Colorectal Cancer – Pathophysiology
Pathophysiology of colorectal cancer
CRC usually does not produce symptoms in early stages of the disease. If symptoms are present, they usually depend on the site of the primary tumor. Cancers of the proximal colon tend to grow larger before symptoms appear than those in the left colon and rectum. The first symptoms of colon cancer may be iron-deficiency anemia and bleeding due to abnormal vasculature in the tumor and trauma from the fecal stream. The bleeding is usually occult in early stages. Tumors of the anus, sigmoid colon, and rectum may lead to hematochezia.1
Later stages of the disease may be associated with obstruction of the colonic lumen, abdominal distension, pain, nausea, and vomiting. Obstruction of the gastrointestinal (GI) tract suggests a larger tumor and a poorer prognosis. If the tumor has invaded the muscularis propria and adjacent tissue, pain and site-specific symptoms may be present. This may include tenesmus from rectal invasion, pneumaturia from bladder penetration, or perineal or sacral pain from pelvic invasion. Cachexia is also common in patients with advanced GI malignancies.1
Anatomical Site of CRC
Clinical data have shown disparities in incidence, outcomes, genetic alterations, and pathogenesis depending on the anatomical site of the tumor in CRC. Right-sided colon cancer (RCC) occurs in the proximal colon, which consists of cancers of the cecum and ascending and transverse colon.

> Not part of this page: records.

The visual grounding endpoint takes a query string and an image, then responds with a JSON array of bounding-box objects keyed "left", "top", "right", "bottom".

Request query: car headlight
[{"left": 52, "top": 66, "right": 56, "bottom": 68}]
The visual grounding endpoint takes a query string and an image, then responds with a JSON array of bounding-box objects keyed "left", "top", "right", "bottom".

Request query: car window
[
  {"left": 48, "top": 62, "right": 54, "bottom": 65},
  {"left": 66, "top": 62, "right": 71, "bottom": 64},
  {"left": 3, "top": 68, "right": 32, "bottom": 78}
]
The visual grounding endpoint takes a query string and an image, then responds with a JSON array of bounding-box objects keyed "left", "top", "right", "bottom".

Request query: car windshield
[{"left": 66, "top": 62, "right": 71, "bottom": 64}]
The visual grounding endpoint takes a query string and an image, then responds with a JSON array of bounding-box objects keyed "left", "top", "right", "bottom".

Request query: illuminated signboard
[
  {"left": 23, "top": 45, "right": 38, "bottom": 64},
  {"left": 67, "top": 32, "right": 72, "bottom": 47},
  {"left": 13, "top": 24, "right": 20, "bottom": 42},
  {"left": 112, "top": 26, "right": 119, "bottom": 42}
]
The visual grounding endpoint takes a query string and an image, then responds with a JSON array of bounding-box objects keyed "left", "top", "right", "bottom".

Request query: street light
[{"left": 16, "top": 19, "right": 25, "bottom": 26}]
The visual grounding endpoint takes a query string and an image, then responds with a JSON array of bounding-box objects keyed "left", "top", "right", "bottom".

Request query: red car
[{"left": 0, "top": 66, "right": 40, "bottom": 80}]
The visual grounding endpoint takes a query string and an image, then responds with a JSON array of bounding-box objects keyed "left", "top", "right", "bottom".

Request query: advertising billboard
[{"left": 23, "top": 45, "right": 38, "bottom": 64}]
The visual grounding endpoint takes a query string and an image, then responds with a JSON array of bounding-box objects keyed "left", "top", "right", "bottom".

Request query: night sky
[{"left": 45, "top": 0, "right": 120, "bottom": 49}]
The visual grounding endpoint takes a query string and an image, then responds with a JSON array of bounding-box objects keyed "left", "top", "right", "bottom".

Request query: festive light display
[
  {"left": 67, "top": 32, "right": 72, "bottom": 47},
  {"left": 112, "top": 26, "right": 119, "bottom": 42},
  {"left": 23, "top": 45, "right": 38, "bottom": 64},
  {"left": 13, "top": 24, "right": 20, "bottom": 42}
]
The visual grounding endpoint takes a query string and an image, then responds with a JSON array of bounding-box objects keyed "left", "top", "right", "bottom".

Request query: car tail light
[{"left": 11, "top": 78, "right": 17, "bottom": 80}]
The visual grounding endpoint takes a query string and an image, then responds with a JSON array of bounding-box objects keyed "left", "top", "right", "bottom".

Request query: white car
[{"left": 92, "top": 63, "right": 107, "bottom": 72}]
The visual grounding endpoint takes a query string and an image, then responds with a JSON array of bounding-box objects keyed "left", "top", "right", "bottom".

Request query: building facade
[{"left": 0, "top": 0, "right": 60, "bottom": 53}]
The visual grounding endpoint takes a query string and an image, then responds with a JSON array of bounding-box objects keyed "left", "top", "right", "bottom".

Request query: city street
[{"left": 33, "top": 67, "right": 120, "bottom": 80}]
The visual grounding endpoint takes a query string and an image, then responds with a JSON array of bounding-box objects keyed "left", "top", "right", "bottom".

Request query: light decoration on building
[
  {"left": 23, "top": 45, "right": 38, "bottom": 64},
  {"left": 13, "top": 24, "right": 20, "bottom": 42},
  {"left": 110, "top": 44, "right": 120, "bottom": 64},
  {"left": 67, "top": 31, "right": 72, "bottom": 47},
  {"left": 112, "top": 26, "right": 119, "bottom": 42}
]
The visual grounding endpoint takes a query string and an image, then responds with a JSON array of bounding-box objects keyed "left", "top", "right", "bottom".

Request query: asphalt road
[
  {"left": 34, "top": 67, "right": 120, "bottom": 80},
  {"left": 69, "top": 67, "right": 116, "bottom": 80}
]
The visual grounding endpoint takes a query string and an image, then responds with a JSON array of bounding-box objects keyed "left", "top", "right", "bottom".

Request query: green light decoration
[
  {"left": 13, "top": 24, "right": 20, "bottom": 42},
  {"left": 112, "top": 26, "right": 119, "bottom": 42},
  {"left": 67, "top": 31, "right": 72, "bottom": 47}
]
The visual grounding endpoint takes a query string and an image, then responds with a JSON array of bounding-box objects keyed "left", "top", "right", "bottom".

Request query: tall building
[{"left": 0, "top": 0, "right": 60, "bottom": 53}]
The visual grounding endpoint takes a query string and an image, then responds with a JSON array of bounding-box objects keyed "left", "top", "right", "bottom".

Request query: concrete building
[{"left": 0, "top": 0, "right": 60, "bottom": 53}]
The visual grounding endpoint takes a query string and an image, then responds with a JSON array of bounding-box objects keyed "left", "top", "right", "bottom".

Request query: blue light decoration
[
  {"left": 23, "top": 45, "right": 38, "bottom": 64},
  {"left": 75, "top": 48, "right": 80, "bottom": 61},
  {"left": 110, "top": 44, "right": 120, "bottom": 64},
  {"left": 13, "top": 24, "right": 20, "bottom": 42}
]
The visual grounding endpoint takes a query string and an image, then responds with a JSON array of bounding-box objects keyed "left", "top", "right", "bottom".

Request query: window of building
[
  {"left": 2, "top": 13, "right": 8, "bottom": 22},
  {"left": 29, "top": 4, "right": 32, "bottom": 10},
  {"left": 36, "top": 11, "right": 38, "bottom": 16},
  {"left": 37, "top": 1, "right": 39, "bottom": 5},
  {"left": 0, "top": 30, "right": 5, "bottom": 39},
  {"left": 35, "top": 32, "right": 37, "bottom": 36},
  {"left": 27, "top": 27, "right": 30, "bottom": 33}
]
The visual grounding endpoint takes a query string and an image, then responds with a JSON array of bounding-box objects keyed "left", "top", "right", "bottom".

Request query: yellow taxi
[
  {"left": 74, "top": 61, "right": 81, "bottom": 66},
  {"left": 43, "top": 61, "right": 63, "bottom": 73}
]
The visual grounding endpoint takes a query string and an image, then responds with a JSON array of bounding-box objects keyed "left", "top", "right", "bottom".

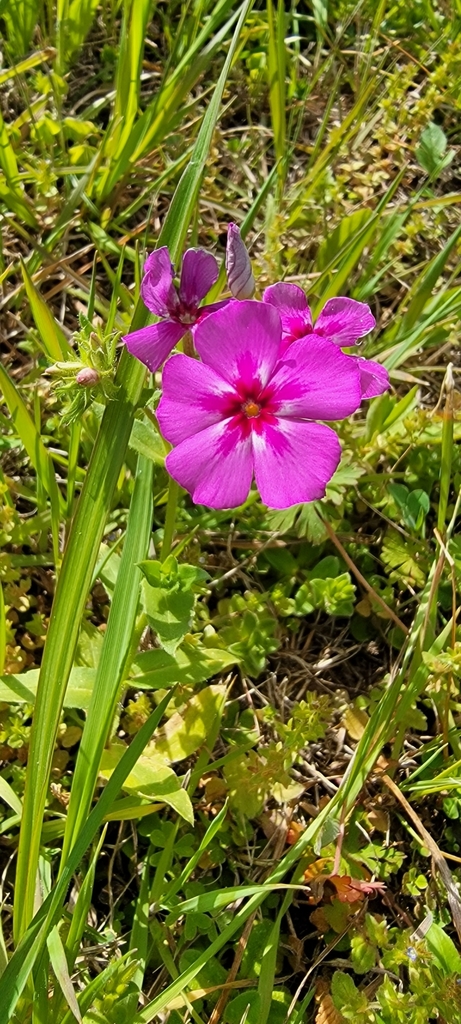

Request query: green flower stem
[
  {"left": 14, "top": 349, "right": 145, "bottom": 941},
  {"left": 160, "top": 476, "right": 179, "bottom": 562}
]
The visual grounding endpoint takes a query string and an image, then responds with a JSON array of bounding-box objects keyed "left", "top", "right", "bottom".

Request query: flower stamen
[{"left": 242, "top": 398, "right": 261, "bottom": 419}]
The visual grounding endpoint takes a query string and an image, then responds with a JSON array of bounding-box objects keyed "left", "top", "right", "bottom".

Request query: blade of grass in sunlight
[
  {"left": 14, "top": 0, "right": 256, "bottom": 939},
  {"left": 0, "top": 112, "right": 38, "bottom": 227},
  {"left": 0, "top": 584, "right": 6, "bottom": 676},
  {"left": 0, "top": 45, "right": 56, "bottom": 85},
  {"left": 0, "top": 690, "right": 173, "bottom": 1024},
  {"left": 437, "top": 364, "right": 455, "bottom": 537},
  {"left": 266, "top": 0, "right": 288, "bottom": 188},
  {"left": 55, "top": 0, "right": 97, "bottom": 75},
  {"left": 61, "top": 456, "right": 154, "bottom": 865},
  {"left": 0, "top": 362, "right": 62, "bottom": 565},
  {"left": 14, "top": 346, "right": 144, "bottom": 937},
  {"left": 96, "top": 0, "right": 241, "bottom": 200},
  {"left": 107, "top": 0, "right": 152, "bottom": 167},
  {"left": 0, "top": 0, "right": 38, "bottom": 58},
  {"left": 20, "top": 262, "right": 72, "bottom": 362}
]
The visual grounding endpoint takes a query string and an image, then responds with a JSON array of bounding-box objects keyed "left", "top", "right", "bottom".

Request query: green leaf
[
  {"left": 129, "top": 642, "right": 238, "bottom": 690},
  {"left": 0, "top": 666, "right": 95, "bottom": 711},
  {"left": 350, "top": 933, "right": 376, "bottom": 974},
  {"left": 20, "top": 262, "right": 72, "bottom": 362},
  {"left": 381, "top": 528, "right": 426, "bottom": 587},
  {"left": 46, "top": 928, "right": 82, "bottom": 1024},
  {"left": 128, "top": 419, "right": 166, "bottom": 466},
  {"left": 141, "top": 581, "right": 196, "bottom": 654},
  {"left": 331, "top": 971, "right": 360, "bottom": 1013},
  {"left": 425, "top": 922, "right": 461, "bottom": 975},
  {"left": 153, "top": 684, "right": 226, "bottom": 762},
  {"left": 223, "top": 989, "right": 261, "bottom": 1024},
  {"left": 99, "top": 742, "right": 194, "bottom": 824},
  {"left": 415, "top": 121, "right": 455, "bottom": 176}
]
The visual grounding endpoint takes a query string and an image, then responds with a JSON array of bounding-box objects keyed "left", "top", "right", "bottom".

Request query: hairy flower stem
[{"left": 160, "top": 477, "right": 179, "bottom": 562}]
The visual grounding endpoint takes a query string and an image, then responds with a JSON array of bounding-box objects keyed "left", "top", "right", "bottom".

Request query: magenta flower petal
[
  {"left": 262, "top": 281, "right": 312, "bottom": 339},
  {"left": 313, "top": 297, "right": 376, "bottom": 348},
  {"left": 270, "top": 334, "right": 362, "bottom": 420},
  {"left": 252, "top": 420, "right": 341, "bottom": 509},
  {"left": 123, "top": 319, "right": 187, "bottom": 374},
  {"left": 179, "top": 249, "right": 219, "bottom": 308},
  {"left": 191, "top": 299, "right": 233, "bottom": 319},
  {"left": 194, "top": 299, "right": 282, "bottom": 393},
  {"left": 165, "top": 419, "right": 253, "bottom": 509},
  {"left": 157, "top": 355, "right": 233, "bottom": 444},
  {"left": 357, "top": 355, "right": 389, "bottom": 398},
  {"left": 140, "top": 246, "right": 179, "bottom": 316}
]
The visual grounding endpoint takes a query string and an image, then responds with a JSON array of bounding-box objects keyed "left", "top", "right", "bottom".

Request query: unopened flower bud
[
  {"left": 225, "top": 224, "right": 254, "bottom": 299},
  {"left": 75, "top": 367, "right": 100, "bottom": 387}
]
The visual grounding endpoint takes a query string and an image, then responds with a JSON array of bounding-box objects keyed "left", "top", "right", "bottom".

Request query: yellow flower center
[{"left": 242, "top": 398, "right": 261, "bottom": 418}]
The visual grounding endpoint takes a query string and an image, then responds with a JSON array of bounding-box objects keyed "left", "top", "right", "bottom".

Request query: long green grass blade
[
  {"left": 20, "top": 263, "right": 72, "bottom": 362},
  {"left": 61, "top": 456, "right": 154, "bottom": 864},
  {"left": 0, "top": 362, "right": 62, "bottom": 564},
  {"left": 0, "top": 690, "right": 173, "bottom": 1024},
  {"left": 14, "top": 0, "right": 252, "bottom": 940}
]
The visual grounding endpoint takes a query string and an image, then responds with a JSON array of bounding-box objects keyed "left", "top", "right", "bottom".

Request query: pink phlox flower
[
  {"left": 262, "top": 282, "right": 389, "bottom": 398},
  {"left": 157, "top": 300, "right": 362, "bottom": 509},
  {"left": 123, "top": 246, "right": 229, "bottom": 373}
]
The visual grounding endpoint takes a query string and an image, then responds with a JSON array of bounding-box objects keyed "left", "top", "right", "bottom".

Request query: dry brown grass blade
[
  {"left": 209, "top": 910, "right": 257, "bottom": 1024},
  {"left": 321, "top": 516, "right": 410, "bottom": 636},
  {"left": 382, "top": 775, "right": 461, "bottom": 942}
]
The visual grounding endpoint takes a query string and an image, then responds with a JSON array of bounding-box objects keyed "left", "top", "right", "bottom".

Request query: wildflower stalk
[
  {"left": 14, "top": 346, "right": 145, "bottom": 941},
  {"left": 13, "top": 0, "right": 252, "bottom": 941},
  {"left": 437, "top": 362, "right": 455, "bottom": 537},
  {"left": 160, "top": 476, "right": 179, "bottom": 562}
]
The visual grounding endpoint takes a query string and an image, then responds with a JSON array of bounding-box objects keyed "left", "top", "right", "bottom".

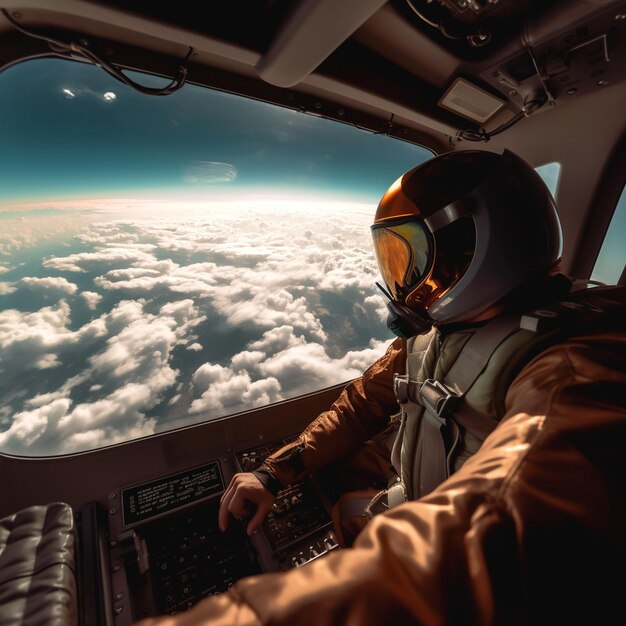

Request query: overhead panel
[{"left": 256, "top": 0, "right": 386, "bottom": 87}]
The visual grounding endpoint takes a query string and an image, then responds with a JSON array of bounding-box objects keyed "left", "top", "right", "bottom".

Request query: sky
[
  {"left": 0, "top": 60, "right": 431, "bottom": 455},
  {"left": 0, "top": 59, "right": 623, "bottom": 456}
]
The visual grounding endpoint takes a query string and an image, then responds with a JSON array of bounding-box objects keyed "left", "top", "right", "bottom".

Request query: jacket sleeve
[
  {"left": 134, "top": 326, "right": 626, "bottom": 626},
  {"left": 259, "top": 338, "right": 406, "bottom": 491}
]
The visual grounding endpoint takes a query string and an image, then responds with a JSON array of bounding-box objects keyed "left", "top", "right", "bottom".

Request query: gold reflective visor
[{"left": 372, "top": 219, "right": 431, "bottom": 302}]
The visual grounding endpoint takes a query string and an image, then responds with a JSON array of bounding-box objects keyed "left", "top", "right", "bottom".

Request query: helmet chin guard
[{"left": 387, "top": 300, "right": 433, "bottom": 339}]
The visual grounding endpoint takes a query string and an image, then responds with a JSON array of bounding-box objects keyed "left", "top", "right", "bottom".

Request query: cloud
[
  {"left": 0, "top": 398, "right": 71, "bottom": 451},
  {"left": 0, "top": 202, "right": 388, "bottom": 454},
  {"left": 80, "top": 291, "right": 102, "bottom": 311},
  {"left": 18, "top": 276, "right": 78, "bottom": 298},
  {"left": 183, "top": 161, "right": 237, "bottom": 185},
  {"left": 42, "top": 247, "right": 154, "bottom": 272},
  {"left": 189, "top": 363, "right": 283, "bottom": 417}
]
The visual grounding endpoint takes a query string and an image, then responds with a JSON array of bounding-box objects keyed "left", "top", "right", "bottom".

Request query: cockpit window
[
  {"left": 0, "top": 59, "right": 432, "bottom": 456},
  {"left": 591, "top": 184, "right": 626, "bottom": 285}
]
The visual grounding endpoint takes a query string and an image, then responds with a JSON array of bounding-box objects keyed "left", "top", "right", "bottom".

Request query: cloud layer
[{"left": 0, "top": 200, "right": 388, "bottom": 454}]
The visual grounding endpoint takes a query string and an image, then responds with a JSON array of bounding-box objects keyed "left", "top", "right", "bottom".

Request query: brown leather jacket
[{"left": 134, "top": 316, "right": 626, "bottom": 626}]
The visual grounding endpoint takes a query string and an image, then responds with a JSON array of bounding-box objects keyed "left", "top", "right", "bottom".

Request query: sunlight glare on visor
[{"left": 372, "top": 222, "right": 429, "bottom": 300}]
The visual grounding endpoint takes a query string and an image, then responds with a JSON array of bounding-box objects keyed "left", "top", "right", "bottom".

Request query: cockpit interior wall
[{"left": 0, "top": 0, "right": 626, "bottom": 626}]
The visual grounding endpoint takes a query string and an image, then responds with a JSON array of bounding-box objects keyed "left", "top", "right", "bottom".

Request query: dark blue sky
[{"left": 0, "top": 59, "right": 430, "bottom": 201}]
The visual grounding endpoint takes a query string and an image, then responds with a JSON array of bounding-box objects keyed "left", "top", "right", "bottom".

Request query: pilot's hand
[{"left": 218, "top": 472, "right": 274, "bottom": 535}]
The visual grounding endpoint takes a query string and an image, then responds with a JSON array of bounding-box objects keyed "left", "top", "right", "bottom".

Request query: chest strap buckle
[{"left": 419, "top": 378, "right": 461, "bottom": 424}]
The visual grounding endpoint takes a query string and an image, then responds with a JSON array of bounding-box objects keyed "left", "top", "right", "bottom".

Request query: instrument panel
[{"left": 100, "top": 437, "right": 339, "bottom": 625}]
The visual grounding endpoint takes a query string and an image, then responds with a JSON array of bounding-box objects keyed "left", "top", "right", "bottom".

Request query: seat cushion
[{"left": 0, "top": 502, "right": 77, "bottom": 626}]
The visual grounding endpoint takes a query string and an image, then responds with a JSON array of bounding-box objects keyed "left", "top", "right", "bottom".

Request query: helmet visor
[{"left": 372, "top": 219, "right": 432, "bottom": 302}]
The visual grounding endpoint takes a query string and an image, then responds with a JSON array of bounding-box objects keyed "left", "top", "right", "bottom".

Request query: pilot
[{"left": 136, "top": 150, "right": 626, "bottom": 626}]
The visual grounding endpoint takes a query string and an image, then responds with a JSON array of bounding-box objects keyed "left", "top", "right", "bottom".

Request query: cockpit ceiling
[{"left": 0, "top": 0, "right": 626, "bottom": 149}]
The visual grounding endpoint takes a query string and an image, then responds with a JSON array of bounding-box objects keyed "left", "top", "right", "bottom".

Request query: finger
[
  {"left": 228, "top": 489, "right": 248, "bottom": 517},
  {"left": 217, "top": 488, "right": 235, "bottom": 531},
  {"left": 220, "top": 474, "right": 239, "bottom": 502},
  {"left": 246, "top": 502, "right": 272, "bottom": 535}
]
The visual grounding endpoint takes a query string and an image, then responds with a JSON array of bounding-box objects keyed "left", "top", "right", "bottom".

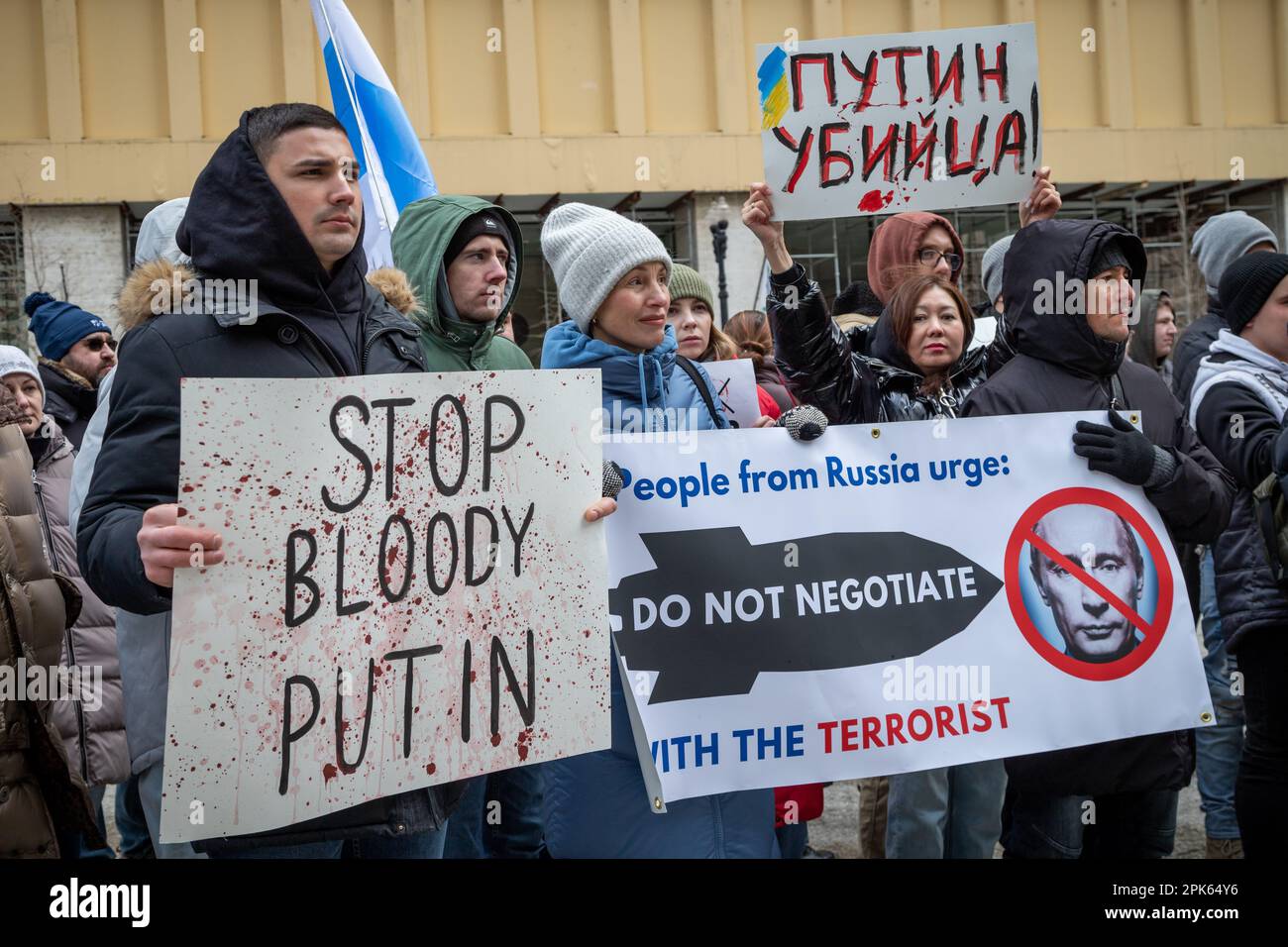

Left-sided colorectal cancer (LCRC) occurs in the distal colorectum and consists of cancers of the descending and sigmoid colon and the rectum.2
Tumors of the proximal colon tend to be larger, have a higher TNM-stage, and have increased frequency of vascular invasion than LCRC. Mucinous adenocarcinoma, which is characterized by abundant extracellular mucin, is more frequently found in the proximal colon and is associated with microsatellite instability (MSI). MSI-positive CRCs have a better overall outcome compared with microsatellite-stable tumors. KRAS and p53 mutations are more commonly found in LCRC than RCC.2
Although RCCs are more likely to be MSI positive, when adjusted for tumor stage, survival is significantly worse for RCC compared with LCRC. The higher mortality of RCCs is likely due to more aggressive microsatellite-stable RCC, which tend to have mutations in the BRAF gene. LCRC may have a lower mortality rate because it is more easily diagnosed due to screening of the distal colon and more apparent symptoms. RCC often presents with subtle signs and symptoms, such as microcytic anemia, weight loss, and occult bleeding. LCRC is more likely to lead to rectal bleeding and alterations in bowel habits.2
A retrospective analysis of the CALGB/SWOG 80405 study suggested that patients with left-sided tumors had significantly longer median overall survival (OS) versus those with right-sided tumors (33.3 vs 19.4 months; hazard ratio [HR] = 1.55; P<0.0001). This trial demonstrated longer OS with cetuximab than with bevacizumab when the primary tumor was on the left side (36.0 vs 31.4 months, respectively).3 A retrospective analysis of tumor sidedness in patients with RAS wild-type CRC in the CRYSTAL and FIRE-3 trials concurred with these findings, showing that OS is significantly longer in patients with left-sided versus right-sided mCRC. The addition of cetuximab to chemotherapy improved OS in left-sided tumors and had limited or no effect in right-sided tumors.4 A population-based study using Surveillance, Epidemiology, and End Results Program (SEER) data found similar effects of primary tumor sidedness on prognosis, with inferior survival in patients with right-sided tumors.5
The NCCN guidelines currently recommend cetuximab and panitumumab for the first-line treatment of left-sided tumors only, in combination with chemotherapy in KRAS wild-type mCRC. Bevacizumab may be preferred for right-sided tumors in this setting.6
Summary of differences between right-sided colon cancer and left-sided colorectal cancer2
Vascular endothelial growth factor (VEGF) is an important regulator of angiogenesis, the formation of new blood vessels from the endothelium of preexisting vasculature. Angiogenesis is an early event in tumorigenesis and plays an important role in promoting tumor growth by supplying nutrients, oxygen, and growth factors needed for tumor proliferation. VEGF expression is significantly associated with advanced stage and poor prognosis in patients with CRC. In a study of VEGF concentrations, 56% of CRC tumors expressed VEGF compared with 17% of normal mucosa cells, with significantly higher levels of expression in tumor cells. Lymph node and liver metastases were also significantly associated with elevated VEGF expression. The 5-year overall survival of patients with negative and positive expression of VEGF was 84% and 40%, respectively.7,8 Bevacizumab, ramucirumab, and aflibercept are anti-VEGF agents that have been shown to improve OS and clinical outcomes in patients with mCRC.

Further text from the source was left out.